Organizations that eschew advocacy, like OpenSecrets, are somewhat more insulated. They take information published by the government and make it usable for analysis and reporting. This places them closer to the camp of nonprofit journalistic organizations like ProPublica. Funders are more comfortable with this kind of work—but as the layoffs at OpenSecrets demonstrate, they are not safe.
I have always thought the purpose of my work is to make my job unnecessary. Government should be responsible for disclosing information and data about its operations. There is no way civil society can sustain that effort indefinitely. Our focus should be building systems inside the government to ensure that transparency systems have the right incentives and operate properly.

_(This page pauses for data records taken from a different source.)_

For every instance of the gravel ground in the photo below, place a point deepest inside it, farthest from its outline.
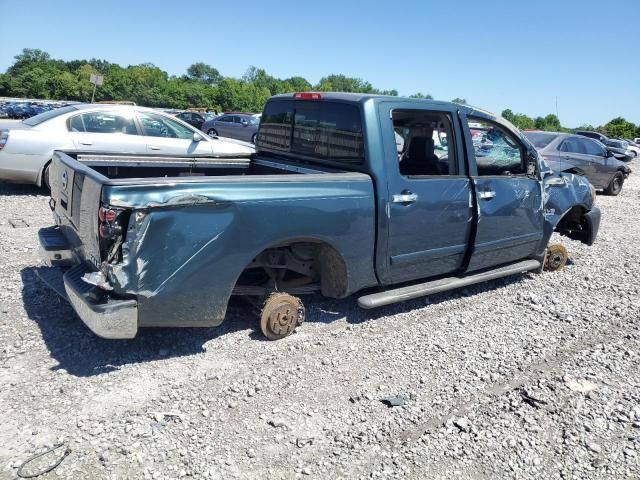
(535, 376)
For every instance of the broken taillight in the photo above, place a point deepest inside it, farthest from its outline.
(108, 226)
(4, 137)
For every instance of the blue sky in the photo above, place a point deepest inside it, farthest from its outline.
(496, 54)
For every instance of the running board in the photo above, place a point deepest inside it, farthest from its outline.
(436, 286)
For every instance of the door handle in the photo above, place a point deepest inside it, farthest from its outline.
(405, 197)
(487, 195)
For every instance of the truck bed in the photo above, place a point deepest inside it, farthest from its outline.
(114, 168)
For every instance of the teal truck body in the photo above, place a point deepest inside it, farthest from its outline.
(345, 192)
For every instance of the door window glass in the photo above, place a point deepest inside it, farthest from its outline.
(497, 151)
(424, 143)
(329, 131)
(591, 147)
(102, 122)
(573, 145)
(154, 125)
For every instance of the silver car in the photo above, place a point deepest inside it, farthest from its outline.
(582, 155)
(241, 126)
(26, 147)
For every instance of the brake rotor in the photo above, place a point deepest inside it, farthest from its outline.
(280, 316)
(556, 258)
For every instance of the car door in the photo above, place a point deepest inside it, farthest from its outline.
(244, 130)
(509, 202)
(106, 131)
(166, 136)
(427, 210)
(572, 153)
(224, 125)
(602, 166)
(185, 117)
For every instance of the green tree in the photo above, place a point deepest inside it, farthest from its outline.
(621, 128)
(204, 73)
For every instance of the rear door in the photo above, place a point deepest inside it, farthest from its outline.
(224, 125)
(166, 136)
(106, 131)
(428, 208)
(601, 165)
(573, 153)
(509, 202)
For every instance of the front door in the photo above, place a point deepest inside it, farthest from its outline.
(428, 208)
(165, 136)
(108, 132)
(509, 202)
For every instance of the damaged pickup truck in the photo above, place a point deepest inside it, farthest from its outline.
(345, 192)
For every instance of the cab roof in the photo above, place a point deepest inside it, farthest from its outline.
(364, 97)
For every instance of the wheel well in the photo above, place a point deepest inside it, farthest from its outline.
(292, 264)
(41, 175)
(573, 223)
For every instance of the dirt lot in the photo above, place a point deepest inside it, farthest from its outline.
(536, 376)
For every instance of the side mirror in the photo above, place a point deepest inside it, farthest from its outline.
(555, 181)
(532, 164)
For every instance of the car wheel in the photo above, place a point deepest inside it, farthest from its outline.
(615, 186)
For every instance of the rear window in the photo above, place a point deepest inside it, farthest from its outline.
(43, 117)
(320, 130)
(540, 140)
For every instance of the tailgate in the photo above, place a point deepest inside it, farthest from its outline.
(75, 194)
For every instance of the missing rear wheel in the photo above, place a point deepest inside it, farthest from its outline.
(556, 259)
(281, 314)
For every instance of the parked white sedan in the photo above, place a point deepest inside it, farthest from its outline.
(26, 147)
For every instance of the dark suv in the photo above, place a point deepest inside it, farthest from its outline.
(241, 126)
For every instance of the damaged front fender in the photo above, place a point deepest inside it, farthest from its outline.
(569, 207)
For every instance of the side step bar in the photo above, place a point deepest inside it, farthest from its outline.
(436, 286)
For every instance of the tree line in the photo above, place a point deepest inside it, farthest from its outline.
(34, 74)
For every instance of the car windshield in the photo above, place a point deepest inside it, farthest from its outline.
(540, 139)
(43, 117)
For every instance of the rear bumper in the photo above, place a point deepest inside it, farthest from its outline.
(105, 316)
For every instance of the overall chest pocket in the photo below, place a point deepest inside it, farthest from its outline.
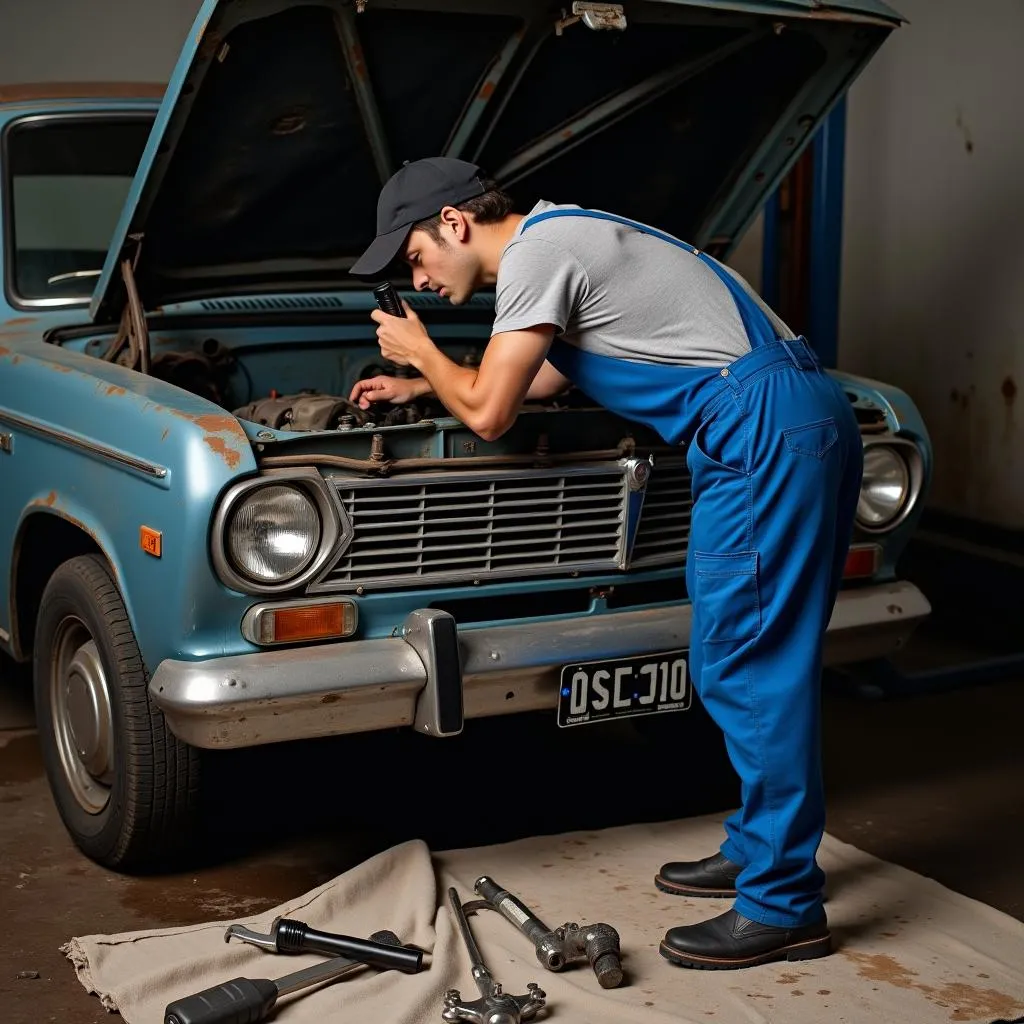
(726, 588)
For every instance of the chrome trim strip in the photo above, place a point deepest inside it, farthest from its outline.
(361, 685)
(151, 469)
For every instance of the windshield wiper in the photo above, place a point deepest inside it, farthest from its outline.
(73, 273)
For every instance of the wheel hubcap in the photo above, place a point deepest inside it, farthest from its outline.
(83, 722)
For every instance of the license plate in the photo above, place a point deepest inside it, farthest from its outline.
(649, 684)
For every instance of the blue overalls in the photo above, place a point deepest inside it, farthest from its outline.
(775, 458)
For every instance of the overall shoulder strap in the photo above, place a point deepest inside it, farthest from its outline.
(599, 215)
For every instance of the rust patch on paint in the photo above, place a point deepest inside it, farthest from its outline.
(230, 449)
(218, 446)
(968, 1001)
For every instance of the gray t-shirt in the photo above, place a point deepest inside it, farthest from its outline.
(612, 290)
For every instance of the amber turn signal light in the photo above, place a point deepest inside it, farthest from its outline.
(862, 561)
(268, 624)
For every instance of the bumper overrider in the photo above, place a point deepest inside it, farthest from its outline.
(434, 676)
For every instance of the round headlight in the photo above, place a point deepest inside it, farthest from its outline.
(273, 534)
(884, 487)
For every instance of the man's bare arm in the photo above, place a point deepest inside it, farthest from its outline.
(547, 383)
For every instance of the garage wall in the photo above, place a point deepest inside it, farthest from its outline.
(933, 259)
(933, 219)
(88, 40)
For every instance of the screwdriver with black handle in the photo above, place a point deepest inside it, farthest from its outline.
(248, 1000)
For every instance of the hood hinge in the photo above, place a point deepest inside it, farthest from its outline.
(133, 330)
(598, 16)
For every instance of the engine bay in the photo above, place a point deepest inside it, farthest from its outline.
(259, 386)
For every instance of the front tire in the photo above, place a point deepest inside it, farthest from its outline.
(126, 787)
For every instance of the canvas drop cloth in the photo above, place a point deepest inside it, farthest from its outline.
(908, 949)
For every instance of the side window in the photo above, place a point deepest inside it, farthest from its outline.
(68, 178)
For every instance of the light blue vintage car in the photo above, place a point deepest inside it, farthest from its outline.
(203, 544)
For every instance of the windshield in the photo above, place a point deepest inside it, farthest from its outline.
(68, 181)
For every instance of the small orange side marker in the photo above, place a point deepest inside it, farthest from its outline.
(151, 541)
(862, 561)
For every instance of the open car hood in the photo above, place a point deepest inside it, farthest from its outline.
(283, 118)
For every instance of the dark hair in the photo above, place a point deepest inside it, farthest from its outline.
(489, 208)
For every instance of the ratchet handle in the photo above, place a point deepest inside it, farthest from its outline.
(512, 908)
(388, 300)
(297, 937)
(242, 1000)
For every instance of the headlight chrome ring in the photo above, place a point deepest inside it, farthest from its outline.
(885, 488)
(274, 532)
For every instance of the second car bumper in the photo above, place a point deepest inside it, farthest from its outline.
(364, 685)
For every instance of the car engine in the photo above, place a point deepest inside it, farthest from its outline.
(309, 410)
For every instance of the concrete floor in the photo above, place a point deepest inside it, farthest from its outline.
(935, 783)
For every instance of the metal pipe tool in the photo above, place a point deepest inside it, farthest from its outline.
(598, 944)
(494, 1007)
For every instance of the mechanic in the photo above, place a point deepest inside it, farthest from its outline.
(662, 334)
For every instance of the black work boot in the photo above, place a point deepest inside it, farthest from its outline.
(732, 941)
(711, 877)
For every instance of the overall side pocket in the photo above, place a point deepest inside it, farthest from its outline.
(812, 438)
(727, 591)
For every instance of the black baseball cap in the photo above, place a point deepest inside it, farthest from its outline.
(418, 190)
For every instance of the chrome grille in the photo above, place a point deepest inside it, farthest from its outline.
(665, 521)
(467, 526)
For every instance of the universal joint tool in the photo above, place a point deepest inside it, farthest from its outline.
(494, 1007)
(297, 937)
(556, 947)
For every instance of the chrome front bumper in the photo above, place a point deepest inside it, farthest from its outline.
(364, 685)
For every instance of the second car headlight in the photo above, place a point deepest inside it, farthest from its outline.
(273, 534)
(884, 488)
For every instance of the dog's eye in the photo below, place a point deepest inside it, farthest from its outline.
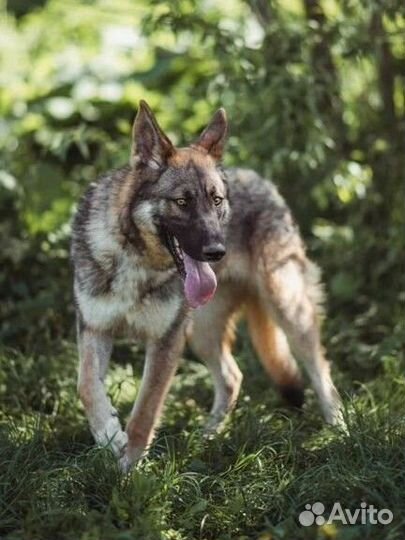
(217, 201)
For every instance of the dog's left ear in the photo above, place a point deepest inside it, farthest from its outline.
(150, 145)
(212, 140)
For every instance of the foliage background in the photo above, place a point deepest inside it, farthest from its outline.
(315, 92)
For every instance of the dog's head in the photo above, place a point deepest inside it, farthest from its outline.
(182, 197)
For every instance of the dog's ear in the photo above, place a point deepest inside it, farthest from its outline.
(212, 140)
(150, 145)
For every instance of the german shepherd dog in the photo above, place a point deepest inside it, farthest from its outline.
(170, 248)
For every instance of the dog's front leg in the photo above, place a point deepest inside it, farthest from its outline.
(94, 351)
(160, 366)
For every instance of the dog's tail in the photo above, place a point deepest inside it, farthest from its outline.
(274, 353)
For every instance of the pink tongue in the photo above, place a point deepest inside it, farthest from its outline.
(200, 283)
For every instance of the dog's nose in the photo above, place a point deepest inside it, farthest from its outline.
(214, 252)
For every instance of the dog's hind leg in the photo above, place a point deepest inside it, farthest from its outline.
(292, 301)
(274, 352)
(94, 352)
(211, 340)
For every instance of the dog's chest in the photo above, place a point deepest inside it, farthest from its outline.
(141, 301)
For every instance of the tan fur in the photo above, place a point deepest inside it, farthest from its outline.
(271, 346)
(128, 276)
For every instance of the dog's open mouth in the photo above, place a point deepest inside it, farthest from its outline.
(199, 278)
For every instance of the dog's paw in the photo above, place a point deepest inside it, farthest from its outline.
(214, 425)
(111, 436)
(125, 464)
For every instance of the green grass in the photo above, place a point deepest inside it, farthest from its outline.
(251, 482)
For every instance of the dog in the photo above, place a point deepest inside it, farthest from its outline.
(171, 248)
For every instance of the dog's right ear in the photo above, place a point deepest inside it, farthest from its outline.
(150, 146)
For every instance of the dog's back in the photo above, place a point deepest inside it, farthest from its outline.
(262, 240)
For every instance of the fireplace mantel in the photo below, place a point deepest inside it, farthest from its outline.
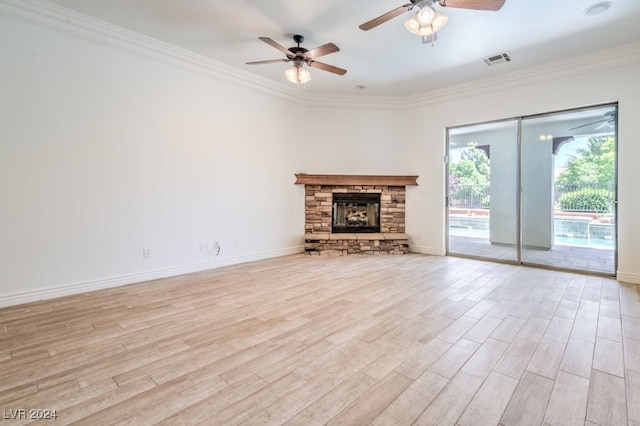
(324, 179)
(320, 201)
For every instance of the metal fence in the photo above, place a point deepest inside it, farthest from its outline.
(470, 197)
(586, 197)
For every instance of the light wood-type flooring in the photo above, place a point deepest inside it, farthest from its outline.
(353, 340)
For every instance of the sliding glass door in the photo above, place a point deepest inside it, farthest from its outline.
(569, 189)
(483, 190)
(536, 190)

But even the best-designed system requires those outside to monitor its behavior—and be able to intervene.
According to OpenSecrets, outside spending on federal elections hit $4.5 billion for the 2024 federal elections, with $1 billion from dark money groups like nonprofits that do not disclose their donors. At the peak fifteen years ago, open government nonprofits were collectively funded at $10–30 million. I suspect current funding of this work combined is at a tenth that level, and falling.
As this trend continues, in short order there will no longer be a network of organizations doing open government work and few organizations with the ability to do any serious work. The collective knowledge and expertise painstakingly built up since the passage of the Freedom of Information Act in the 1960s will evaporate, and what remains will be partisan-aligned organizations that use arguments around transparency as a political cudgel instead of as a vital tool for democracy building.
We are at twilight, and the light is failing rapidly. It’s time to pay the electric bill or get used to the darkness.